Es stimmte. Nach angespannten Stunden und Tagen voller Gerüchte und Angst, Rätselraten und Hoffnung wurde endlich offiziell die Nachricht verbreitet, dass die Männer des britischen Expeditionskorps an der Küste von Dünkirchen evakuiert wurden und dass diese Evakuierung an dem Tag begonnen hatte, da das britische Volk für ihre Rettung und ihre Sicherheit gebetet hatte.
Amber und Blanche hatten die Zeitungsberichte ein ums andere Mal gelesen, alle drängten sich um den Küchentisch, Tränen wurden vergossen, und es wurde immer wieder nach Luft geschnappt, während Amber die Berichte über die Evakuierung vorlas.

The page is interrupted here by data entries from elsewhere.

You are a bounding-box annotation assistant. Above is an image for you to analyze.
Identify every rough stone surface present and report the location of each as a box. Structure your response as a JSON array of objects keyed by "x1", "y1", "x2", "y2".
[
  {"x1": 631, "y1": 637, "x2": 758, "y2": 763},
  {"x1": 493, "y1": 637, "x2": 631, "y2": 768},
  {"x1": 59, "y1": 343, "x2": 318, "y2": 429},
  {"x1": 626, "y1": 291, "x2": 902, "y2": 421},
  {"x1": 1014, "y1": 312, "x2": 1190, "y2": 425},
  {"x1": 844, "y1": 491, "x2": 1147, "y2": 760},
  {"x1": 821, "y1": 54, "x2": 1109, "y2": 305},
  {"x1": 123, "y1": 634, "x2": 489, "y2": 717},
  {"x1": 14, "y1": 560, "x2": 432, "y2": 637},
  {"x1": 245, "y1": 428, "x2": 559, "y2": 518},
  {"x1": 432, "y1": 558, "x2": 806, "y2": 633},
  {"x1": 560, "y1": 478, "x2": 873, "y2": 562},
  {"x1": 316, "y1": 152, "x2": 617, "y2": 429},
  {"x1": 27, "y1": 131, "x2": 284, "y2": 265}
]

»Es ist noch nicht vorbei, und wir dürfen nicht vergessen, dass es eine Niederlage ist und kein Sieg«, verkündete Blanche scharf.
»Eine Niederlage im Sinne der Kriegsführung«, sagte Amber emotional, »aber ein großer Sieg für das menschliche Bemühen und den menschlichen Geist, Großmutter.«
»Hier steht, dass das gute Wetter und die ruhige See das ihre dazu beigetragen haben, unsere Männer sicher nach Hause zu bringen«, erklärte die Köchin und fügte gefühlvoll hinzu: »Es ist, als hätte Gott die Hand über den Kanal gehalten, um ihn zu beruhigen.«
Nach der ersten Euphorie kam für Amber jedoch die entmutigende Erkenntnis, dass nicht alle Männer nach Hause kommen würden, und danach die Angst und die Furcht, Jay könnte nicht unter ihnen sein.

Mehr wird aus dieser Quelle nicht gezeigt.